Comme l’histoire de cette frontière nous le montre, la criminalisation est un processus politique contestable, tant dans la pratique que devant les tribunaux. Mais cela exige d’aller au-delà des suggestions politiques considérées comme acceptables dans l’environnement politique hostile actuel. Si nous voulons résister à l’autoritarisme affiché dans le projet de Loi sur la nationalité et les frontières, nous devons nous opposer à la tendance de l’humanitarisme à contribuer à la surveillance des frontières, que ce soit délibérément, comme dans le cas de Choose Love, ou accidentellement, comme dans les arguments en faveur de “routes sûres et légales”. Nous devons rejeter les bases imposées du débat sur les frontières et la migration comme étant déjà mauvaises, plutôt que comme quelque chose à partir desquelles travailler. Nous devons refuser la croyance erronée selon laquelle nous pouvons faire une distinction claire entre les raisons pour lesquelles les gens se déplacent, en identifiant certaines comme ” légitimes ” et d’autres comme ” illégitimes “, ainsi que ces compréhensions simplistes de la ” mobilité choisie ” et de la ” mobilité forcée “, de l’” agentivité ” et de la ” victimisation “, sur lesquelles repose la criminalisation de la migration. Nous devons remettre en question les hypothèses selon lesquelles la migration doit être “gérée”, que les États occidentaux ou les acteurs humanitaires ont le droit de le faire, et que cela est fait pour protéger la vie de celles et ceux qui sont géré-es. Nous devons renoncer au fantasme séduisant selon lequel “nous” pouvons et devons avoir un “contrôle” sur “les autres”.

Au lieu de cela, nous devons comprendre ces arguments comme des alibis pour maintenir les inégalités mondiales de richesse, de pouvoir et de privilèges construits sur des histoires d’exploitation et de violence coloniales. Nous devons établir des liens entre les structures économiques et politiques qui obligent les gens à traverser les frontières internationales à la recherche d’une vie décente, tout en les enfermant dans la précarité et la pauvreté au niveau national. Nous devons montrer comment les mêmes stratégies de désignation de boucs émissaires et de criminalisation sont utilisées à l’encontre des migrant-es et des bénéficiaires de l’aide sociale pour dissimuler le siphonnage de la société par les gouvernements successifs au nom du capital mondial et de leur profit personnel.
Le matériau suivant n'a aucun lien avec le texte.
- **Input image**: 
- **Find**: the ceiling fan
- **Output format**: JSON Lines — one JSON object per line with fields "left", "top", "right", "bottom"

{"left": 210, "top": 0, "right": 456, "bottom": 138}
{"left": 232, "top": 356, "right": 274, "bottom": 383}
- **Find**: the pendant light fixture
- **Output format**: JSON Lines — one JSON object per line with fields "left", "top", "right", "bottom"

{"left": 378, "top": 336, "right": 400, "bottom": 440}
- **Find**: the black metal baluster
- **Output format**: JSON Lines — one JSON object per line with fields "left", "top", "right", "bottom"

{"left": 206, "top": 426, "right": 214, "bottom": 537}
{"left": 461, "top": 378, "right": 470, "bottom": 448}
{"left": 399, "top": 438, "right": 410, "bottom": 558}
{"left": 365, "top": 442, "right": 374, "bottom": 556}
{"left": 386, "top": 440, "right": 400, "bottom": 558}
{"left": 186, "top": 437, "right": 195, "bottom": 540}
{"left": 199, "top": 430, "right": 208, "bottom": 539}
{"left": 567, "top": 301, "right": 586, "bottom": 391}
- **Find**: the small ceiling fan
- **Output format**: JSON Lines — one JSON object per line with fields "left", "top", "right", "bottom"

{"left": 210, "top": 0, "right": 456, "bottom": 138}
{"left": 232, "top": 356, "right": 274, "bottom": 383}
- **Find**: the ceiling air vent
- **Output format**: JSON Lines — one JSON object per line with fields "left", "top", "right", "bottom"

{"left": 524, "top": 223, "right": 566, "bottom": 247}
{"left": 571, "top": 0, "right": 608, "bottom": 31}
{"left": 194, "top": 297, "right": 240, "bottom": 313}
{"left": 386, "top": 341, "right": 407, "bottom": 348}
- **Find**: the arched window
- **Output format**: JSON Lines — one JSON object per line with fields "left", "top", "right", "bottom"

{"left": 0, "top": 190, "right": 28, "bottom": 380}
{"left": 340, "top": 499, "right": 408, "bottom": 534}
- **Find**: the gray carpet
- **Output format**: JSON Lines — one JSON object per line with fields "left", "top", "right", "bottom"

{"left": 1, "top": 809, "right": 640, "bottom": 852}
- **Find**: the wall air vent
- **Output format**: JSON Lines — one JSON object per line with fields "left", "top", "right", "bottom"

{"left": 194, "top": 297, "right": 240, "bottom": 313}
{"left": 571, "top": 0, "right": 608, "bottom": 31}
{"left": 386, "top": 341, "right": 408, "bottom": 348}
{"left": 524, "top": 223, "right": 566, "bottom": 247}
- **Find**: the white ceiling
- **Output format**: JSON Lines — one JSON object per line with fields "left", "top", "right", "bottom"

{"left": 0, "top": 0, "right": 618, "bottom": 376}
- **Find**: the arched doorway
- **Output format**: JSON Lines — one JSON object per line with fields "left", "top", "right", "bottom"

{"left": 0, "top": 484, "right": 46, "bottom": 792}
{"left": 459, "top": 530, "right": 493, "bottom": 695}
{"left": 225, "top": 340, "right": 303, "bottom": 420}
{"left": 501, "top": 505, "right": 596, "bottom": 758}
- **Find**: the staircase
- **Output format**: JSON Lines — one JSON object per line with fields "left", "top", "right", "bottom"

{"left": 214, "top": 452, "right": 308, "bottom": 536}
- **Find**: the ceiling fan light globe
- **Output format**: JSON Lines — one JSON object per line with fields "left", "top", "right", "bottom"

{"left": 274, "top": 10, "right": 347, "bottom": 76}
Nous devons dénoncer le rôle des frontières dans le maintien de ces injustices mondiales, tant pour les citoyens que pour les non-citoyens, et reconnaître le mouvement non autorisé des personnes à travers les frontières comme un acte politique de résistance à part entière. Enfin, nous devons être plus audacieux-es dans nos arguments en faveur de la solidarité avec les personnes en mouvement et souligner l’importance de l’abolition des frontières dans notre vision d’une société plus juste et plus libre pour tou-tes.